L’amendement anti-squatteur, une mesure à saluer qui mériterait encore quelques améliorations

Logement

L’amendement anti-squatteur, une mesure à saluer qui mériterait encore quelques améliorations

La propriété est un droit inviolable et sacré, nous dit la Déclaration des droits de l’homme. On pouvait en douter ces derniers temps avec des exemples de squats qui ont défrayé la chronique, comme à Théoule-sur-Mer ou à Saint Honoré-Les-Bains. Les squatteurs, compris comme « une ou plusieurs personnes s’étant introduites par effraction dans une habitation et y résidant », ont-ils plus de droits que les propriétaires eux-mêmes quant à l’occupation du bien en question ? À première vue la réponse est évidente puisque les uns sont des occupants munis de titres authentiques et pas les autres… À première vue seulement. Car l’état du droit jusqu’à présent était parvenu à renforcer le droit des «s quatteurs » et en particulier s’agissant des résidences secondaires ou occasionnelles des premiers.

Tout d’abord, l’expulsion forcée du squatteur par le propriétaire lui-même a été pénalisée bien davantage que le délit d’occupation illégale. 3 ans de prison et 30.000 euros d’amende dans le premier cas, contre 1 an d’emprisonnement et 15.000 euros d’amende dans le second. Ensuite, l’expulsion des squatteurs obéit aujourd’hui à un formalisme extrêmement tatillon. Pour faire simple : si le squat est constitué par la résidence principale (le domicile) des propriétaires, la loi dite « anti-squat » du 25 juin 2015 stipule que les propriétaires disposent d’un état de flagrance qui dépasse les 48 heures afin de permettre le recours à la force publique lorsque le délit de maintien dans les lieux est constaté par les forces de l’ordre. Cela se traduit généralement par un dépôt de plainte (sur base d’éléments de preuve constitués) qui doit permettre ensuite à la police/gendarmerie d’intervenir, et en cas de refus, de saisir directement le préfet afin que celui-ci édicte une mise en demeure à leur encontre et procède au bout de 24 heures, par la force, à l’expulsion légale.

En revanche la situation est beaucoup plus difficile lorsqu’il s’agit d’un autre bien détenu par le propriétaire (résidence secondaire ou autre).
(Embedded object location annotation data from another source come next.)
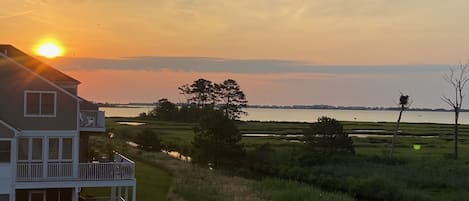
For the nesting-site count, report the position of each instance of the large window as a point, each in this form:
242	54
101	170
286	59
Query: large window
67	149
4	197
40	103
23	149
54	147
60	149
29	149
5	152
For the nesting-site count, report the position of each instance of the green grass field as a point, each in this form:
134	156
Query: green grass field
426	173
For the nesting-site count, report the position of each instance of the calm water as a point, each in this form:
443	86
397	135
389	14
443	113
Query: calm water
310	115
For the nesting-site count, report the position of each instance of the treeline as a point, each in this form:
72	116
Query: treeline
202	96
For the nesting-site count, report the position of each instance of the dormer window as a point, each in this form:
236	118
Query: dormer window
40	103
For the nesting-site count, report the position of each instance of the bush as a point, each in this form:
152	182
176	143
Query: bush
327	136
148	140
216	141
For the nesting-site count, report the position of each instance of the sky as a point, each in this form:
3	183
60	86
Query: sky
281	52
La condition d’effraction est toujours requise mais le propriétaire doit alors aller très vite pour constater le maintien illégal dans les lieux, et agir en moins de 48 heures. C’est la condition pour que l’expulsion ait lieu avec l’aide des forces de l’ordre sans avoir recours à une décision de justice ou administrative. Qu’une des conditions ne soit pas réunie et les choses se compliquent (action après 48 heures ou impossibilité de prouver l’effraction). La procédure alors devient judiciaire et va durer plusieurs mois. Il faut constater l’occupation et identifier les occupants via la saisine du tribunal d’instance et la désignation d’un huissier, procéder ensuite à l’assignation des squatteurs et attendre l’audience au tribunal ; enfin attendre 15 jours à 1 mois pour procéder à l’expulsion.

L’impératif des 48 heures détruit

C’est pourquoi le gouvernement a décidé d’agir en urgence via un amendement (n°695) devant l’Assemblée nationale lors de la discussion du projet de loi « d’accélération et de simplification de l’action publique » (ASAP). En particulier, il précise que le domicile correspond « aussi bien aux résidences principales que secondaires ou occasionnelles ». Cette évolution est à saluer. Elle aboutit à détruire l’impératif des 48 heures jusqu’à présent requis en cas d’occupation illégale des résidences secondaires ou occasionnelles, en les rabattant sur le régime de la résidence principale. Par ailleurs, elle accélère la procédure préfectorale en cas de refus des services de police d’intervenir à la suite du dépôt de plainte et d’en justifier les raisons. Et en cas de lancement par ses soins de la procédure d’évacuation forcée, d’y procéder sans délai. Le nouveau dispositif est bienvenu pour faire face à l’urgence.

Est-il suffisant ? C’est un début, mais il importerait aussi d’aligner les peines encourues par les squatteurs et celles concernant les propriétaires « justiciers ». Par ailleurs, un renversement de la preuve quant à l’effraction devrait échoir aux occupants et non aux propriétaires, afin de prouver l’occupation paisible et légale du lieu. Enfin, le dispositif ne comporte aucune accélération de la procédure judiciaire et ne crée pas d’injonction à retirer les « manuels de squat » qui pullulent sur internet. Autant d’éléments qui justifient une nouvelle loi anti-squatteurs dans les plus brefs délais.